Esta actual encarnação do frasco de Mason tem muito a ver com a fome de maior legitimidade: Como posso ser mais real, e mais único na minha realeza? Um dos legados mais duradouros do capitalismo tem sido persuadir as pessoas de que podem comprar um estilo singular. Nalgumas áreas, como a moda, o esforço para ser único tem vindo a ser um círculo completo, de modo que a melhor maneira de ser um indivíduo é vestir-se com total banalidade (daí a tendência conhecida como normcore). Os frascos de maçon – com a sua aura sedutora de parcimónia, preservação e trabalho pessoal – tornaram-se um poderoso significante nesta busca. Contudo, em vez de assegurar contra a escassez, os frascos de Mason confirmam a presença da abundância – e sugerem que estamos bastante cansados por ela.

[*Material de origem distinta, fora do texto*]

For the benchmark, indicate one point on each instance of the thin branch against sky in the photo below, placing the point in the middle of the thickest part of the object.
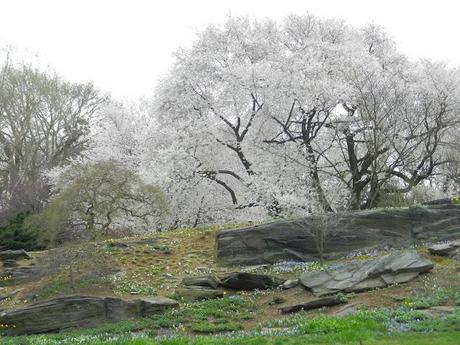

Quando estava na faculdade e na pós-graduação, estava constantemente a assistir a jantares em que bebíamos vinho barato dos frascos de Mason, geralmente os pequenos utilizados para compotas. O meu apartamento, tal como os da maioria dos meus amigos, foi montado a partir de um hodgepodge de achados da loja de parcimónia, incluindo uma cama de dia desgastada, uma cadeira de couro fácil com um buraco nas costas, e utensílios de cozinha que pareciam ter visto 10 lares diferentes. Não pensei então em nada de óculos de Mason-jar. Era apenas uma parte de ser jovem e pobre na cidade. Agora que sou mais velho, descubro que posso pagar preços decididamente baixos para recuperar um tempo mais minimalista na minha vida. Os frascos de maçon sugerem resistência à produção em massa de comida e cultura; enfatizam os valores da auto-suficiência e da comunidade. A estratégia de marketing da 7-Eleven, contudo, demonstra quão facilmente a resistência à mercantilização pode ser mercantilizada.
Ao deixar os subúrbios e mudar-se para a floresta, os meus pais estavam a fazer um esforço auto-consciente para se definirem em contraste com o status quo suburbano. No entanto, viver perto da terra não os tornava imunes às forças que complicavam uma relação com ela. O jardim, construído em solo pobre porque era a única área de nível da propriedade, acabou por ir para a sementeira. O dinheiro diminuiu e fluiu, mas a maior parte diminuiu. Começámos a comprar os nossos legumes na mercearia mais próxima – até 45 minutos de distância – e a recorrer aos produtos congelados e enlatados mais baratos que pudemos encontrar. Foi fácil ler o fim do Éden nos alimentos que comíamos.